Blind Willow, Sleeping Woman (Haruki Murakami)


Murakami’s stories don’t seem written so much as transcribed directly from the subconscious, built on the unfathomable logic of dreams. They often give the impression that something mysterious and enormous is just out of sight, intruding just a small corner into an otherwise normal world.

Blind Willow, Sleeping Woman brings together 24 uncollected stories from throughout his career, including several that were later worked into novels. It’s trademark Murakami in a lot of ways—Kafka or Borges as written by Raymond Carver, a profusion of terse, typically unremarkable first-person narrators grappling with mysterious women, inexplicable strangers, strange deaths and disappearances, and, in one, a talking monkey. (Anyone who’s been following his work will also recognize his ongoing preoccupation with ears, cats, zoos, and wells). But he gets a lot of mileage out of this instantly recognizable voice—the book ranges from fable-like stories at the far side of bizarre (“The Ice Man,” “A ‘Poor Aunt’ Story,” “The Rise and Fall of Sharpie Cakes”) to relatively straightforward realist fiction (the title story, “The Year of Spaghetti,” “Firefly”).

If you’ve read Murakami before and liked him, you definitely won’t want to pass this up. If you haven’t: time to jump on board—this is as good a place to start as any.

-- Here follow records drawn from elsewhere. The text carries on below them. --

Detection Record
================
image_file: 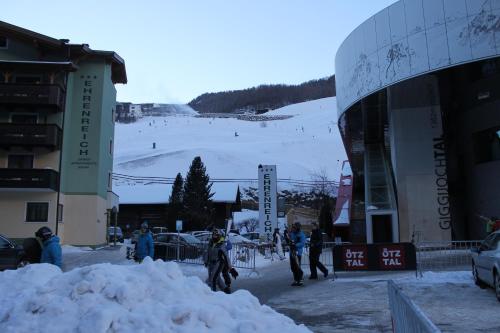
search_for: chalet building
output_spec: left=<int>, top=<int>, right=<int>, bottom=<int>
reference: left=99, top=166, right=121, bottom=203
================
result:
left=115, top=183, right=241, bottom=232
left=0, top=21, right=127, bottom=245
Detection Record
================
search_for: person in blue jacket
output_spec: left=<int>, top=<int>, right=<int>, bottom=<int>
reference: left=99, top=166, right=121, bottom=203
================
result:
left=289, top=222, right=306, bottom=286
left=135, top=222, right=155, bottom=262
left=35, top=227, right=62, bottom=268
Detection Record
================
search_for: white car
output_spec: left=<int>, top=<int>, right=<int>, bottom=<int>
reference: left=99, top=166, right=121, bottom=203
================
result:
left=471, top=230, right=500, bottom=302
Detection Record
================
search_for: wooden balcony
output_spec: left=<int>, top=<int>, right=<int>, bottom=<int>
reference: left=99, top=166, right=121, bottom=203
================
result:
left=0, top=123, right=62, bottom=150
left=0, top=168, right=59, bottom=191
left=0, top=83, right=65, bottom=112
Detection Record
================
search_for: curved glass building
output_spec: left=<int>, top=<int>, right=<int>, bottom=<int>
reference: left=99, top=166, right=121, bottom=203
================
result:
left=335, top=0, right=500, bottom=243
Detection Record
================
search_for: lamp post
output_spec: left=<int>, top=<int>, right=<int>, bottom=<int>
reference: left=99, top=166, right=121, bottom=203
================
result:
left=111, top=206, right=118, bottom=246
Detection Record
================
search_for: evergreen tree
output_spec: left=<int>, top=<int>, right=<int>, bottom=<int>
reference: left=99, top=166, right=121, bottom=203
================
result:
left=183, top=156, right=213, bottom=230
left=318, top=196, right=333, bottom=238
left=168, top=173, right=184, bottom=230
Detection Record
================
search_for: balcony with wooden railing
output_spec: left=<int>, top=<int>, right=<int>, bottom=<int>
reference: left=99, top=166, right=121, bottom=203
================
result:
left=0, top=168, right=59, bottom=191
left=0, top=83, right=65, bottom=112
left=0, top=123, right=62, bottom=150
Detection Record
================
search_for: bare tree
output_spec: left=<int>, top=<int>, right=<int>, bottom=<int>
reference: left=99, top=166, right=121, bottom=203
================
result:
left=310, top=168, right=338, bottom=197
left=239, top=217, right=259, bottom=232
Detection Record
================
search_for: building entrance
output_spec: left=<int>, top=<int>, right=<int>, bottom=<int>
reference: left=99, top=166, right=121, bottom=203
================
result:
left=372, top=215, right=392, bottom=243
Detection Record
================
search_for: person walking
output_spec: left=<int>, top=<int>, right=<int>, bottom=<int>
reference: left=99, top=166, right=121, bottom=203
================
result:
left=309, top=222, right=328, bottom=280
left=273, top=228, right=285, bottom=260
left=35, top=227, right=62, bottom=268
left=476, top=214, right=500, bottom=235
left=289, top=222, right=306, bottom=286
left=205, top=229, right=238, bottom=294
left=135, top=222, right=155, bottom=262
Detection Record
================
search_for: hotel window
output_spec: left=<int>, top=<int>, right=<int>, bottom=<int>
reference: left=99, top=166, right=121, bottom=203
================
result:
left=10, top=113, right=38, bottom=124
left=0, top=36, right=9, bottom=49
left=7, top=154, right=33, bottom=169
left=473, top=127, right=500, bottom=164
left=26, top=202, right=49, bottom=222
left=57, top=204, right=64, bottom=222
left=15, top=75, right=42, bottom=84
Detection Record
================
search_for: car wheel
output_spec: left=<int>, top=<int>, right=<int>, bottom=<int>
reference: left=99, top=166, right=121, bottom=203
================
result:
left=472, top=263, right=486, bottom=289
left=17, top=259, right=30, bottom=268
left=493, top=271, right=500, bottom=302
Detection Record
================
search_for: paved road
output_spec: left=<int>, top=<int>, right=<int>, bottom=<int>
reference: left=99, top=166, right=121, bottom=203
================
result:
left=63, top=245, right=126, bottom=272
left=233, top=261, right=392, bottom=332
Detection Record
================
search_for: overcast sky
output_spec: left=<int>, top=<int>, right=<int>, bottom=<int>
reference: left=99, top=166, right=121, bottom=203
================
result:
left=0, top=0, right=396, bottom=103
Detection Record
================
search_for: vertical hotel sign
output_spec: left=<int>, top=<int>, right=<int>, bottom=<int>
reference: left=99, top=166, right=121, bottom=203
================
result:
left=258, top=165, right=278, bottom=241
left=71, top=75, right=97, bottom=169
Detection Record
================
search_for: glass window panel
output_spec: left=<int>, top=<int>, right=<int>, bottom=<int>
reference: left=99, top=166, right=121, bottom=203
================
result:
left=443, top=0, right=467, bottom=21
left=408, top=32, right=429, bottom=75
left=446, top=17, right=472, bottom=63
left=469, top=12, right=496, bottom=59
left=375, top=8, right=391, bottom=48
left=427, top=25, right=450, bottom=69
left=423, top=0, right=444, bottom=29
left=389, top=1, right=406, bottom=44
left=405, top=0, right=424, bottom=35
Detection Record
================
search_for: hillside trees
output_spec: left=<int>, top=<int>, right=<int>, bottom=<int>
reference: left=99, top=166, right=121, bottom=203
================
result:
left=168, top=173, right=184, bottom=230
left=183, top=156, right=213, bottom=230
left=188, top=75, right=336, bottom=113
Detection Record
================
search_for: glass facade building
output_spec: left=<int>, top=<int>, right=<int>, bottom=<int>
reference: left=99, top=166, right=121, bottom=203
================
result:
left=335, top=0, right=500, bottom=242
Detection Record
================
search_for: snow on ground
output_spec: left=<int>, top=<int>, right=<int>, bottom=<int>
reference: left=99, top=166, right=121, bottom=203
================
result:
left=61, top=245, right=93, bottom=255
left=113, top=97, right=346, bottom=195
left=0, top=259, right=309, bottom=333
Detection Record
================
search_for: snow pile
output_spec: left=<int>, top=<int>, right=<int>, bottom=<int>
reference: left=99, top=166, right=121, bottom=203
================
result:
left=61, top=245, right=93, bottom=254
left=0, top=259, right=309, bottom=333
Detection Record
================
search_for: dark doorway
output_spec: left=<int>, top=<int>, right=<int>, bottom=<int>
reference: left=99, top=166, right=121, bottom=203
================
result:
left=372, top=215, right=392, bottom=243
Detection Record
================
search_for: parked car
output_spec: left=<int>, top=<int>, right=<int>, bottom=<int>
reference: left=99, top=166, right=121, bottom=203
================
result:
left=241, top=231, right=260, bottom=242
left=151, top=227, right=168, bottom=234
left=0, top=235, right=29, bottom=271
left=108, top=227, right=123, bottom=243
left=472, top=230, right=500, bottom=302
left=192, top=231, right=212, bottom=243
left=153, top=232, right=204, bottom=260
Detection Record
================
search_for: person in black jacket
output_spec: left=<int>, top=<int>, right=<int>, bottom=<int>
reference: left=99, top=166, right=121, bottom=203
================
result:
left=309, top=223, right=328, bottom=280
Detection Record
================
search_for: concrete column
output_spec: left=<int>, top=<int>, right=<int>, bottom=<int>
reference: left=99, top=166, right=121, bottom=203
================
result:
left=388, top=75, right=451, bottom=241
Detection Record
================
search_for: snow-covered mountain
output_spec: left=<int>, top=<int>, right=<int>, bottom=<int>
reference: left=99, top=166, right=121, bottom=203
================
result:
left=114, top=97, right=346, bottom=200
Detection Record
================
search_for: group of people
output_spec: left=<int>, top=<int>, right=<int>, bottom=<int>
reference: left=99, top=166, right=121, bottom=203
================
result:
left=284, top=222, right=328, bottom=286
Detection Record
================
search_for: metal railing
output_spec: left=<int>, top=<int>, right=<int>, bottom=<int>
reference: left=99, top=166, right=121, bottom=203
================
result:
left=415, top=240, right=482, bottom=276
left=127, top=243, right=258, bottom=271
left=387, top=280, right=441, bottom=333
left=301, top=242, right=340, bottom=269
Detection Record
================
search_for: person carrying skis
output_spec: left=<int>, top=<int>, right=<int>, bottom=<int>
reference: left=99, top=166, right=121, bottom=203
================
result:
left=289, top=222, right=306, bottom=286
left=35, top=227, right=62, bottom=268
left=309, top=222, right=328, bottom=280
left=205, top=229, right=238, bottom=294
left=273, top=228, right=285, bottom=260
left=134, top=222, right=155, bottom=262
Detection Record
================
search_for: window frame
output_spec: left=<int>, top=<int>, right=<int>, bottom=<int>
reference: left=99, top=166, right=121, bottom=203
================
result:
left=0, top=36, right=9, bottom=50
left=5, top=153, right=35, bottom=170
left=24, top=201, right=50, bottom=223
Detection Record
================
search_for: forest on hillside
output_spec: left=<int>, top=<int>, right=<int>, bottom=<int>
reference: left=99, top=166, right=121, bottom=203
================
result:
left=188, top=75, right=336, bottom=113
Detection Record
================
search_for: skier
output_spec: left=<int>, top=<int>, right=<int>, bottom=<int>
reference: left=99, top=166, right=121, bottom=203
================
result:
left=134, top=221, right=155, bottom=262
left=273, top=228, right=285, bottom=260
left=205, top=229, right=238, bottom=294
left=35, top=227, right=62, bottom=268
left=309, top=222, right=328, bottom=280
left=289, top=222, right=306, bottom=286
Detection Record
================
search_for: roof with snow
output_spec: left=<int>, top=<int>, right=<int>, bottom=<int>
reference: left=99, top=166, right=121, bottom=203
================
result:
left=113, top=183, right=238, bottom=204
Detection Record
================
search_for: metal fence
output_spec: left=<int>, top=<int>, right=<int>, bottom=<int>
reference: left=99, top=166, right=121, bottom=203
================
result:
left=387, top=280, right=441, bottom=333
left=139, top=243, right=258, bottom=271
left=301, top=242, right=336, bottom=270
left=415, top=240, right=481, bottom=276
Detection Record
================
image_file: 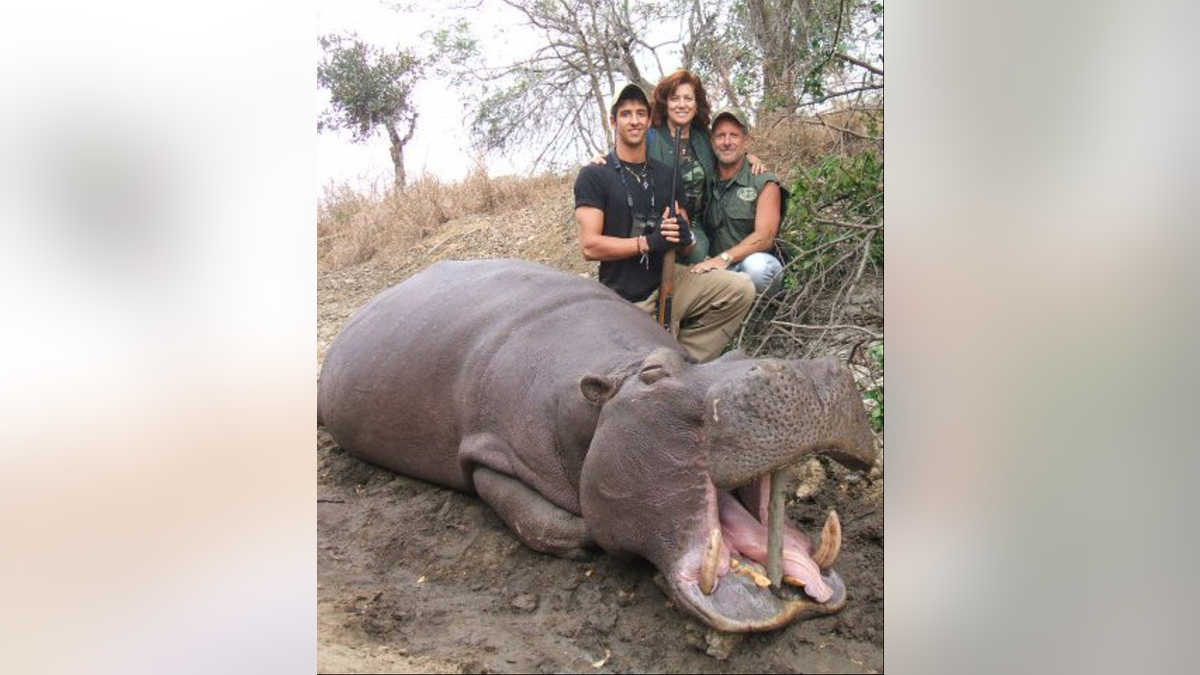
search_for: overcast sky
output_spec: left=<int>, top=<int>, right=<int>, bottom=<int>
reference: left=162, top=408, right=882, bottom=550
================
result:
left=313, top=0, right=547, bottom=195
left=313, top=0, right=679, bottom=197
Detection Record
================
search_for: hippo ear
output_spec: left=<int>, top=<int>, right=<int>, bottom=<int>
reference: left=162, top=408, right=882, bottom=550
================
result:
left=580, top=375, right=620, bottom=406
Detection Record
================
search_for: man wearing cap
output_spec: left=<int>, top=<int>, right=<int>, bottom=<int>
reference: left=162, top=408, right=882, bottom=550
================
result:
left=575, top=84, right=754, bottom=362
left=691, top=108, right=785, bottom=293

Also highly recommended (at least among the ones I’ve read so far):

Novels
A Wild Sheep Chase
Hard-Boiled Wonderland and the End of the World
The Wind-Up Bird Chronicle
Norwegian Wood

Short stories
The Elephant Vanishes
After the Quake

(For the record, I found his most recent novel, Kafka on the Shore, a little disappointing—it was missing some essential quality of coherence that his other work seems to create effortlessly. But otherwise, I have yet to read anything of his I haven’t liked.)